# North American XB-28 Dragon



## fubar57 (Jan 7, 2018)

Another new one to me, only 2 made...







North American XB-28 Dragon - Wikipedia​

Reactions: Like Like:
2 | Like List reactions


----------



## Crimea_River (Jan 7, 2018)

Looks a lot like an A-20.


----------



## Gnomey (Jan 10, 2018)

Indeed. 

Good shot!


----------



## Gastounet (Jan 12, 2018)

Photos I have found on the net

Reactions: Like Like:
1 | Like List reactions


----------



## Gastounet (Jan 12, 2018)

I can not explain why the same photo is there three times.


----------



## Zipper730 (Jan 14, 2018)

It was designed as a high altitude version of the B-25, though it ultimately evolved into a completely different design, mostly owing to the desire for a pressurized hull: If I recall, it had a turbocharged engine, and remotely controlled turrets, and a top speed of 372 mph @ 25000 feet.
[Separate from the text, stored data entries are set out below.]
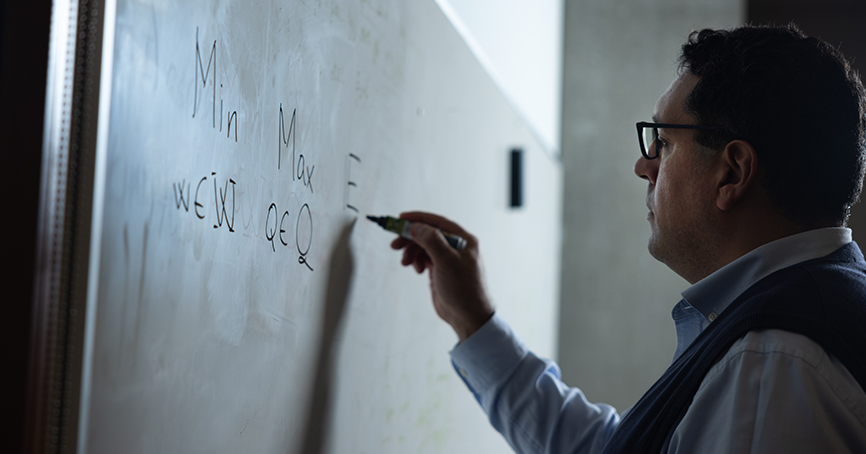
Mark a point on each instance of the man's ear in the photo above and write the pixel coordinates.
(737, 173)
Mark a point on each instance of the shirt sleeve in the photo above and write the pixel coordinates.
(524, 397)
(774, 391)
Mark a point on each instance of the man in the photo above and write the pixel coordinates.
(754, 158)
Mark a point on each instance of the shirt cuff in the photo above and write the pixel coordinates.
(489, 356)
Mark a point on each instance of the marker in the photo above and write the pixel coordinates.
(401, 227)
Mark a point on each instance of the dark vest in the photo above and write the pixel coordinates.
(823, 299)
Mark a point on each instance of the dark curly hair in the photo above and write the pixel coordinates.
(797, 101)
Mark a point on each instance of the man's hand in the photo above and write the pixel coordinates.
(456, 282)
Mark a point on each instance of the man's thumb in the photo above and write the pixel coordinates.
(430, 239)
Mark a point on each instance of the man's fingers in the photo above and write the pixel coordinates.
(439, 222)
(400, 243)
(410, 253)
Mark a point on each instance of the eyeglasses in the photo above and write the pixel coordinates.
(648, 133)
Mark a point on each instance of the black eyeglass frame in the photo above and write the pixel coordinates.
(643, 124)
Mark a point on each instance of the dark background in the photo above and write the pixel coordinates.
(24, 35)
(841, 23)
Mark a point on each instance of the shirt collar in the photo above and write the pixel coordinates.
(712, 294)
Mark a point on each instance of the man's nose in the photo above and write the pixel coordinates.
(646, 169)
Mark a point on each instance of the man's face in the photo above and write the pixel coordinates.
(679, 194)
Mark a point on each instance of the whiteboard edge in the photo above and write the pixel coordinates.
(105, 83)
(445, 6)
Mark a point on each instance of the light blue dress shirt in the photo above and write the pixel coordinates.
(773, 391)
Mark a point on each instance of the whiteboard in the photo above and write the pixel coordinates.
(243, 302)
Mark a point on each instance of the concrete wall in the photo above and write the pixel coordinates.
(616, 333)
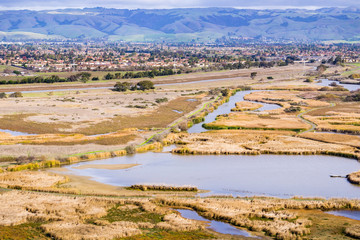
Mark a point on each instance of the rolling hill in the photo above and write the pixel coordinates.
(197, 24)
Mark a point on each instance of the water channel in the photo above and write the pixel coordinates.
(216, 226)
(346, 213)
(268, 175)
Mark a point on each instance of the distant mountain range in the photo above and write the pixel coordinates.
(182, 25)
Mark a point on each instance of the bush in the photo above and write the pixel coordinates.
(226, 92)
(16, 95)
(145, 85)
(131, 149)
(183, 126)
(292, 109)
(122, 87)
(161, 100)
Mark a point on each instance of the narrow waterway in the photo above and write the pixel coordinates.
(226, 108)
(216, 226)
(281, 176)
(346, 213)
(350, 87)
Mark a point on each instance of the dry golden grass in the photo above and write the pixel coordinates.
(36, 179)
(86, 217)
(342, 139)
(255, 121)
(353, 231)
(83, 231)
(17, 122)
(106, 166)
(258, 142)
(354, 178)
(159, 118)
(163, 188)
(246, 106)
(71, 217)
(271, 216)
(117, 138)
(341, 122)
(284, 98)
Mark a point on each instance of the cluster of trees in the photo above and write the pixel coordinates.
(145, 74)
(15, 95)
(143, 85)
(84, 77)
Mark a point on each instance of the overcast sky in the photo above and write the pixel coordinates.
(132, 4)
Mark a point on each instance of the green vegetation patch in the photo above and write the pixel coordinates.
(131, 213)
(170, 235)
(23, 231)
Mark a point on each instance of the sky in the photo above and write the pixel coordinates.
(160, 4)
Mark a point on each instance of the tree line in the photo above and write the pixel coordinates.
(86, 76)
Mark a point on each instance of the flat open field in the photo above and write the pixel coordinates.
(233, 77)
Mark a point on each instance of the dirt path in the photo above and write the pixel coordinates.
(313, 125)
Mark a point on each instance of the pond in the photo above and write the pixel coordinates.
(216, 226)
(350, 87)
(346, 213)
(226, 108)
(15, 133)
(281, 176)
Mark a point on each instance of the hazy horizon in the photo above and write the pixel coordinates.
(170, 4)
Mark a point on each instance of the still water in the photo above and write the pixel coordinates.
(216, 226)
(226, 108)
(268, 175)
(346, 213)
(281, 176)
(350, 87)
Typical bomb-load would have been 2000 pounds but maximum would be around 4,000.

It's maximum range was around 2000 miles, which combined with it's high altitude capability and similar maximum internal load, sort of made it a high altitude A-26 (the A-26 flew shorter distances, but flew lower).

The design was cancelled because high altitude bombing being hampered by clouds, bad weather, and low altitude planes were adequate for the job.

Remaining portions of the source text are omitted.